Khazan: So the key is to not get agitated? Or is it the repetition?
Sara Gorman: I think it’s both. Using those same arguments, but making sure you don’t have any charismatic qualities at all while you’re saying it. The other thing is, you can engage people on the level of, what are your values? What do you really want? For vaccines, it’s, “I want my child to be safe.” When you get them to rehearse their values, you actually can see a reduction in their willingness to believe crazy ideas.
Jack Gorman: [For yourself,] the first thing you should do is slow down and take a deep breath. The second thing is, is there an ulterior motive for making these statements? Who’s paying for it, for example. The second thing is, think of what the person just said, and ask the question “Compared to what?” So if the person says, “This is dangerous,” say, “Compared to what?” Because it may well be that they’re talking about five people who were harmed, and 10,000 people were helped. And that would make a difference.
Another question is: Are there any expert opinions in this area, and what do the experts think?

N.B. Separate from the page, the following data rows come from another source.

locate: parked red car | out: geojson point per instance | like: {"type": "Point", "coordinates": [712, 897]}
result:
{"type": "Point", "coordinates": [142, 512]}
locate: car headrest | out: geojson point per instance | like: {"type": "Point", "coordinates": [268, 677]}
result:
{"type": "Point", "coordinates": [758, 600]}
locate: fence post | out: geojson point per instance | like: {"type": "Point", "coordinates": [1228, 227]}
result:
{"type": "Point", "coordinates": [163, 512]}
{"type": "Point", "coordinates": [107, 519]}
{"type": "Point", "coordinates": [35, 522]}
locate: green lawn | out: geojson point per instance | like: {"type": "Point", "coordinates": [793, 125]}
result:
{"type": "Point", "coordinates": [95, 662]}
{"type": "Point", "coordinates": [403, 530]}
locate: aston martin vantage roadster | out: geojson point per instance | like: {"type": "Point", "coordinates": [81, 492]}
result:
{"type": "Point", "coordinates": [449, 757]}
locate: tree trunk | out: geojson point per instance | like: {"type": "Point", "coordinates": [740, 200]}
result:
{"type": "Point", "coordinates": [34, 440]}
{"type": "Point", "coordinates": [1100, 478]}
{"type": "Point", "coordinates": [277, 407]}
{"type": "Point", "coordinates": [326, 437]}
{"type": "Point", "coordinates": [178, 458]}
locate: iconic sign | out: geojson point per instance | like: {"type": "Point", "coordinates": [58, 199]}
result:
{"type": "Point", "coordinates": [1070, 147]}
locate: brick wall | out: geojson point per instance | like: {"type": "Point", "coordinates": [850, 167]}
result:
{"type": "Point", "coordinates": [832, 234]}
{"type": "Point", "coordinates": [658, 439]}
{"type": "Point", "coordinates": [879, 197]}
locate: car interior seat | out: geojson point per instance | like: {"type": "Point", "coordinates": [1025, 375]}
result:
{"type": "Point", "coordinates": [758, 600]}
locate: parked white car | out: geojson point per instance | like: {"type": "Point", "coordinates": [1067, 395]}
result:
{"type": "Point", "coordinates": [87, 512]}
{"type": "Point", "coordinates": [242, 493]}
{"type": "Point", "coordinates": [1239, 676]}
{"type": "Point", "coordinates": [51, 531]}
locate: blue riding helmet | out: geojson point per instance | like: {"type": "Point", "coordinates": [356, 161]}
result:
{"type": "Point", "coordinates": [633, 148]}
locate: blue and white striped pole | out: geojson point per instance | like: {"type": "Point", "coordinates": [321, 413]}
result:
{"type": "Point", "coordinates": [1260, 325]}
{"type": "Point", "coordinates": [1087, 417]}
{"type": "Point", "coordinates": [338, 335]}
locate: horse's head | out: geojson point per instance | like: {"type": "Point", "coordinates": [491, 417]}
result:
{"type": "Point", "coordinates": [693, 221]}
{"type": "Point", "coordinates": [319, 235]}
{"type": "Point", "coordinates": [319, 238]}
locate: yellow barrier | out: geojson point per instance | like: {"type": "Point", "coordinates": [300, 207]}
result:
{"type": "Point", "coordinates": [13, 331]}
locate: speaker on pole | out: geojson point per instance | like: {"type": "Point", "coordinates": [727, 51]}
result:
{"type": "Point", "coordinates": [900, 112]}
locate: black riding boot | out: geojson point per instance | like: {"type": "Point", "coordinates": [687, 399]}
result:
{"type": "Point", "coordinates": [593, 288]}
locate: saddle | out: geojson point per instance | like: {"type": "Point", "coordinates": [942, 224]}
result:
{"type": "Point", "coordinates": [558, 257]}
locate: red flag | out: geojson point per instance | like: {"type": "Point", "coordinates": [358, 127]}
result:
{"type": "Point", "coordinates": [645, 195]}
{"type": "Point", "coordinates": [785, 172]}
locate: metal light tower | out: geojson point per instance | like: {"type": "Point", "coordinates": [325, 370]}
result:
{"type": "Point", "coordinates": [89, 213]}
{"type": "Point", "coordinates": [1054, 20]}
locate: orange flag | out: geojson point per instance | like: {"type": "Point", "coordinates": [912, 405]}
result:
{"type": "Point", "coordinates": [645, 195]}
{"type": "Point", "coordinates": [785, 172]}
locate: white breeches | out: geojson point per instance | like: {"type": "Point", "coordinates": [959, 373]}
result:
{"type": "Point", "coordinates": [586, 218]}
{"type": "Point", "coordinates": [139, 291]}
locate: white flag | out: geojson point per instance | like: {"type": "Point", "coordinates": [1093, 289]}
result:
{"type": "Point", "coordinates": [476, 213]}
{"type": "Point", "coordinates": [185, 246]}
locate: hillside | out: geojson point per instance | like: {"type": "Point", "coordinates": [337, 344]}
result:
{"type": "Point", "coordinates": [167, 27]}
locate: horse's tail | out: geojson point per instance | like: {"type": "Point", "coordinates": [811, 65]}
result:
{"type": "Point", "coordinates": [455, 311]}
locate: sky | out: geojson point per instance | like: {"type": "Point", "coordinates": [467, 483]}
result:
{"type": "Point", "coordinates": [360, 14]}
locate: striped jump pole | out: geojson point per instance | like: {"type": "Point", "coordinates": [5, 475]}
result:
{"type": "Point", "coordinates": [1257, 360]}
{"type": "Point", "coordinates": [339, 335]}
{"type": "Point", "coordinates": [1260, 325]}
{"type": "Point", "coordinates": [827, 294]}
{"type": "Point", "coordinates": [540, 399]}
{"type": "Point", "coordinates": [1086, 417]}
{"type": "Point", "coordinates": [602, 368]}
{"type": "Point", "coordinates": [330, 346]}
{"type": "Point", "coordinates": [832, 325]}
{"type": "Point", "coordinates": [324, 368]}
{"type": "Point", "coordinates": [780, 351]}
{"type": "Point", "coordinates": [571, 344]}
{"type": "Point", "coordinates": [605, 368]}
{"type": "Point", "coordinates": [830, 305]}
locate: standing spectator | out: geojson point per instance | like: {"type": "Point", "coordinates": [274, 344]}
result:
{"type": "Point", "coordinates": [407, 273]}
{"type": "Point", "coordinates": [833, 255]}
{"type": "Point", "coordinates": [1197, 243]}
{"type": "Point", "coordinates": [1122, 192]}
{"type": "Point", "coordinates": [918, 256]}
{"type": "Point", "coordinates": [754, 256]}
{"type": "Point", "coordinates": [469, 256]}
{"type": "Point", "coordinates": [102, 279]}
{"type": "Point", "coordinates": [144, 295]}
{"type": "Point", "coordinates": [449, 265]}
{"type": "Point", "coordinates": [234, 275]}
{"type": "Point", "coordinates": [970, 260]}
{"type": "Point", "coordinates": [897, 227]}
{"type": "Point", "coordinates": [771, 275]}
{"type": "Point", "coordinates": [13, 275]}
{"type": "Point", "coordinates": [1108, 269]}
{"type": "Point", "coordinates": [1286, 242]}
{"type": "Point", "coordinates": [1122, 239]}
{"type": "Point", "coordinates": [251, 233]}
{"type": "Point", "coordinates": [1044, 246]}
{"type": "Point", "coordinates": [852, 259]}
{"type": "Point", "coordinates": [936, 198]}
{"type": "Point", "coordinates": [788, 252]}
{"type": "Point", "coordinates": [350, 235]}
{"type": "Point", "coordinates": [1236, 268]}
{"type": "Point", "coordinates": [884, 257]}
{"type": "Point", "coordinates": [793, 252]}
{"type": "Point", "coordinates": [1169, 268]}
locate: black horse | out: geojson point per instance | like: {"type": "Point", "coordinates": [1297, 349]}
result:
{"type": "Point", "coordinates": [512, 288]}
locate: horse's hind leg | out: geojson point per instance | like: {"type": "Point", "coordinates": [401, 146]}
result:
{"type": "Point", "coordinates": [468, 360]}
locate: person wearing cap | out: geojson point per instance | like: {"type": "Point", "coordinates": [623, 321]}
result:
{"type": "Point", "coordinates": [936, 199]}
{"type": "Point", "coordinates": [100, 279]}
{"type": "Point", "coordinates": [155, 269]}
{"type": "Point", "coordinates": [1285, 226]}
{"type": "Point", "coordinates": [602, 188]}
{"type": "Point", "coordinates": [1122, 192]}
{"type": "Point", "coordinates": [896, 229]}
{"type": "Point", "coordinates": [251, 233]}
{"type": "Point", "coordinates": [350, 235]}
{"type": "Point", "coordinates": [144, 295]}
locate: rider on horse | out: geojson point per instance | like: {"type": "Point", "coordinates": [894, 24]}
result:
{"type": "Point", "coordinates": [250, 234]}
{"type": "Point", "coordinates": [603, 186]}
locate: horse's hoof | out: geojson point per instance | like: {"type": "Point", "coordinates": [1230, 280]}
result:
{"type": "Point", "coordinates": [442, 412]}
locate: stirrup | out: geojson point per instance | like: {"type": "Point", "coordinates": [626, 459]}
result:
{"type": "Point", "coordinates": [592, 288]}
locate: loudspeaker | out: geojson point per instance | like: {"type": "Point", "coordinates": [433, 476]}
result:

We are launching a new entity called “Critica” that will be an online community [looking at] the best ways to approach uncertainty, and what research we can do. Because we’re interested in, what does convince the public? Only recently, for example, people have been figuring out what was successful to get so many Americans to stop smoking cigarettes. It looks like it probably wasn’t all the advertisements, but rather raising taxes on cigarettes that was probably the most persuasive. So we want to see a lot more of that kind of work done to actually figure out what it is that helps persuade people.